"From Justin to Kelly" Part II

Still not convinced "From Justin to Kelly" is an unsavory alternative to shitting shards of glass? Don't take my word for it...
The New York Times describes Kelly Clarkson as "pudding-faced" and says "there isn't a smidgen of romantic chemistry between the ersatz lovebirds," Justin and Kelly -- who he also refers to as "dutiful puppets". According to the critic, "the best that can be said of [Justin and Kelly] is that they don't embarrass themselves." Personally, I beg to differ.
Says the Washington Post: "[The movie] turns out to be industrial-strength insipidity diluted only marginally by bad music and worse dancing." (This time around, Kelly is described as "pudge-faced".) The critic must have really hated this movie, because he asks rhetorically: "Does anybody in the movie -- or the audience -- take this seriously?
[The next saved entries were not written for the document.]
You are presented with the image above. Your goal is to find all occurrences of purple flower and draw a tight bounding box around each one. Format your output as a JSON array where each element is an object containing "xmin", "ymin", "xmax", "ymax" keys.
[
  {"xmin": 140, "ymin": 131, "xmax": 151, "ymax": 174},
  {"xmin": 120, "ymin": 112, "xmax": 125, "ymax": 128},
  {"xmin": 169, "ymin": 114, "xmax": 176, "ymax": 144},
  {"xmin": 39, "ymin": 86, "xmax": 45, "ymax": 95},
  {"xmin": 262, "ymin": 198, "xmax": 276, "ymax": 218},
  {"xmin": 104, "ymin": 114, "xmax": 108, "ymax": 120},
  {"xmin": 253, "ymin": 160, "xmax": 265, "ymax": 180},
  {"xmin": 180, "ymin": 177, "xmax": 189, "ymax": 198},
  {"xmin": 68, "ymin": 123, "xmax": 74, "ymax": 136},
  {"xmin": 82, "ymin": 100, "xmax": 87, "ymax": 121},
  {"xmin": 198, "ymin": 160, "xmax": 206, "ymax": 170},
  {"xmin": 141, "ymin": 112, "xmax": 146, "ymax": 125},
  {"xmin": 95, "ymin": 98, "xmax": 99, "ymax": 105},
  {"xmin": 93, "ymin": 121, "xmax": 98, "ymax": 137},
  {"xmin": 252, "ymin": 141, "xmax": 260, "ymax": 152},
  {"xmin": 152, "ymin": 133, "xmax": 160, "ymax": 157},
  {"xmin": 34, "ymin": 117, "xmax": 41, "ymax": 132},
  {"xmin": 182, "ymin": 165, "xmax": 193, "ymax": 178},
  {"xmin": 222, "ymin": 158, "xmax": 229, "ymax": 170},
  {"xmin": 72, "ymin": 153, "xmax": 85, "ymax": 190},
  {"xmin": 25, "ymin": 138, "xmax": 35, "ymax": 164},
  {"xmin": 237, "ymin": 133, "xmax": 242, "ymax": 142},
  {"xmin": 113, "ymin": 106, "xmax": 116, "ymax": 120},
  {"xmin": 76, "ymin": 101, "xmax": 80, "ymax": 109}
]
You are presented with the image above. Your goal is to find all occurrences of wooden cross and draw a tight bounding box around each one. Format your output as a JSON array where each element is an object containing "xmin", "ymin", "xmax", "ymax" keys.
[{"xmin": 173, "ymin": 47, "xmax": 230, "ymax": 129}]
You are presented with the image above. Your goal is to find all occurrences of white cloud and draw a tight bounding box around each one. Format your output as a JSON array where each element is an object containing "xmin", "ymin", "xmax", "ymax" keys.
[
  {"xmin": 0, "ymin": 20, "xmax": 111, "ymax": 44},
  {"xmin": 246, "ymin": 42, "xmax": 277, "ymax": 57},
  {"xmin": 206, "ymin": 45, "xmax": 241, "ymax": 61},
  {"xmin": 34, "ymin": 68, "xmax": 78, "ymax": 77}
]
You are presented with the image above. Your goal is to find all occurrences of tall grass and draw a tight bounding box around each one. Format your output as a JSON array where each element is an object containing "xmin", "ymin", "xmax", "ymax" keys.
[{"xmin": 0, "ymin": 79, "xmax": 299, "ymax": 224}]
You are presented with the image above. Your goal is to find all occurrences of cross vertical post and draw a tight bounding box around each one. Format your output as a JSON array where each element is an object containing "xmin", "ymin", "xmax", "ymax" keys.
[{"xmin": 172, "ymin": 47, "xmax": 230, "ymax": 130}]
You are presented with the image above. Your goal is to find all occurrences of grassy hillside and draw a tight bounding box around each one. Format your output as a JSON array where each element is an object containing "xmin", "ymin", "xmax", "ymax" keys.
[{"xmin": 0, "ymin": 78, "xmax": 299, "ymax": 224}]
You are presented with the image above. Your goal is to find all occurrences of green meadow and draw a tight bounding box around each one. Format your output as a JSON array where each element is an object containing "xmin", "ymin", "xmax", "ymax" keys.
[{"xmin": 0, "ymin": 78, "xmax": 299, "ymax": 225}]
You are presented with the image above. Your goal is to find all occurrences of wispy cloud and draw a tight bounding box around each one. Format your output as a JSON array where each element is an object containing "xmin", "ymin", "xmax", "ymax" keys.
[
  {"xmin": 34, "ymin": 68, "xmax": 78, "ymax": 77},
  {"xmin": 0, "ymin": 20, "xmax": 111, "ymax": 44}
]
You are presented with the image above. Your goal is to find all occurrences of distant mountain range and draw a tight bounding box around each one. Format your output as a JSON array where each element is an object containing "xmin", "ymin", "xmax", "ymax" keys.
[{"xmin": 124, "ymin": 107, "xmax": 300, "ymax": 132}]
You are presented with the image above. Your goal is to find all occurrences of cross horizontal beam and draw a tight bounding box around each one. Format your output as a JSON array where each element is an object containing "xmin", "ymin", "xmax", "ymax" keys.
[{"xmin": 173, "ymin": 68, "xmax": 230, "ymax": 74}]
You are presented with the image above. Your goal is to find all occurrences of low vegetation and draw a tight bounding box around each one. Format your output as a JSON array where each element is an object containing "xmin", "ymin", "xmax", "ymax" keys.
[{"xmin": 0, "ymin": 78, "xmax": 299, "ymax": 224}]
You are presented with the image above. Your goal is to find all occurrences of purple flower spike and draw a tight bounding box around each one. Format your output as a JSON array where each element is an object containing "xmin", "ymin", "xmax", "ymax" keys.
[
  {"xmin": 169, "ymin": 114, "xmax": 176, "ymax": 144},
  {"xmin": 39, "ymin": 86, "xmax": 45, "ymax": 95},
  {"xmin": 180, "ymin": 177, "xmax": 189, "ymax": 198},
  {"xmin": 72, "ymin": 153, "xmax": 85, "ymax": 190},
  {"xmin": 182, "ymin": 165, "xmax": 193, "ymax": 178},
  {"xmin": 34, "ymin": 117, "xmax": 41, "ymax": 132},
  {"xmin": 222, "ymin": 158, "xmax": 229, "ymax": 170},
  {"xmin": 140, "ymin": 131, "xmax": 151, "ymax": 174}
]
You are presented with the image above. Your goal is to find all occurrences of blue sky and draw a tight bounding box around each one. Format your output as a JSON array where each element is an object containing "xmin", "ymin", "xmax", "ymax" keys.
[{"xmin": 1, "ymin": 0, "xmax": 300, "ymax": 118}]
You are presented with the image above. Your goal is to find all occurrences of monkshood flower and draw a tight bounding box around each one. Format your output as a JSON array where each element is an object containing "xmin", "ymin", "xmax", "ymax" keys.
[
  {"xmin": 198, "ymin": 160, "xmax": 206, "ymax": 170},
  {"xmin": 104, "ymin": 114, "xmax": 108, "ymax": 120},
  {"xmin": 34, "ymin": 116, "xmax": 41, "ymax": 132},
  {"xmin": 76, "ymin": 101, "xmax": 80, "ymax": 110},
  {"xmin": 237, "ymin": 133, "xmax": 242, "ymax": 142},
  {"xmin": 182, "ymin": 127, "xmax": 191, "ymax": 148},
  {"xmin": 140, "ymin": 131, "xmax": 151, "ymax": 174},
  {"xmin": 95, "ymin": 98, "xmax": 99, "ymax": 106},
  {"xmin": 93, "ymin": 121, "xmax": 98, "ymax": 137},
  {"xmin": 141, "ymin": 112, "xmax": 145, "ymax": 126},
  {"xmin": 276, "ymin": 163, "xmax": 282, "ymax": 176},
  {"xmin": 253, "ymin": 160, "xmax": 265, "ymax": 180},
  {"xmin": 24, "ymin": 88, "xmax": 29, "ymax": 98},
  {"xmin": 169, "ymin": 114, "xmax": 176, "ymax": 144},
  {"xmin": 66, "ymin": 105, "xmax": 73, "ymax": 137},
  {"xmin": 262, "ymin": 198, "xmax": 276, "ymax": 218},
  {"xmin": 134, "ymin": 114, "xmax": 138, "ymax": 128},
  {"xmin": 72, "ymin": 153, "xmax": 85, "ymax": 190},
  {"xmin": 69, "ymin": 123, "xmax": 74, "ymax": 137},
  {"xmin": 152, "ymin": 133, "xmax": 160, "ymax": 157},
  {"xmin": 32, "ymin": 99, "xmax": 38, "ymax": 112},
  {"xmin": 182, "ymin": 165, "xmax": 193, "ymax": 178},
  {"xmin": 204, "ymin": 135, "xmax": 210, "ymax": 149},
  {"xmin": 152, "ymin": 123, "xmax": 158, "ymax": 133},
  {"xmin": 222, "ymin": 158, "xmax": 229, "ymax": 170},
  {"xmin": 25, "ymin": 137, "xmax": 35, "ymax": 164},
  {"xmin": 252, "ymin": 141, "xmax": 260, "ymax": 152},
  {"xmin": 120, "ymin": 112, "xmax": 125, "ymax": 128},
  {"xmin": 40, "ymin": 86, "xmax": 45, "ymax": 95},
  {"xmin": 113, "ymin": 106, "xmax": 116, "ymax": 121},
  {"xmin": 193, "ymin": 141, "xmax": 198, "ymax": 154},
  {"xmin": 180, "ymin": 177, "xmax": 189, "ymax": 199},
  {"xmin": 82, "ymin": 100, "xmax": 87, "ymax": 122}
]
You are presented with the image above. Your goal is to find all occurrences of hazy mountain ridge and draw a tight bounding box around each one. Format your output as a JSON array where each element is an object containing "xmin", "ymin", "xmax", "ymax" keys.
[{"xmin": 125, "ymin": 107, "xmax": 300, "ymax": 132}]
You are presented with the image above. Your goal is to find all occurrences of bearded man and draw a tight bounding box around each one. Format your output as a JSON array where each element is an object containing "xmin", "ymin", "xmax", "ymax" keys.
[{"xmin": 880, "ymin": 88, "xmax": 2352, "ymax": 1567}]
If so, get them professional help and make sure to lock up the guns, the alcohol and the car keys." Bravo!
"Relentlessly inoffensive, innocuous and vacuous," says the Los Angeles Times. Ouch. However, the critic does admit that "[Justin] Guarini's hair gives a fine performance."
And my favorite play-on-words? "From Justin to Kelly to video rental," courtesy Redlands Daily Facts.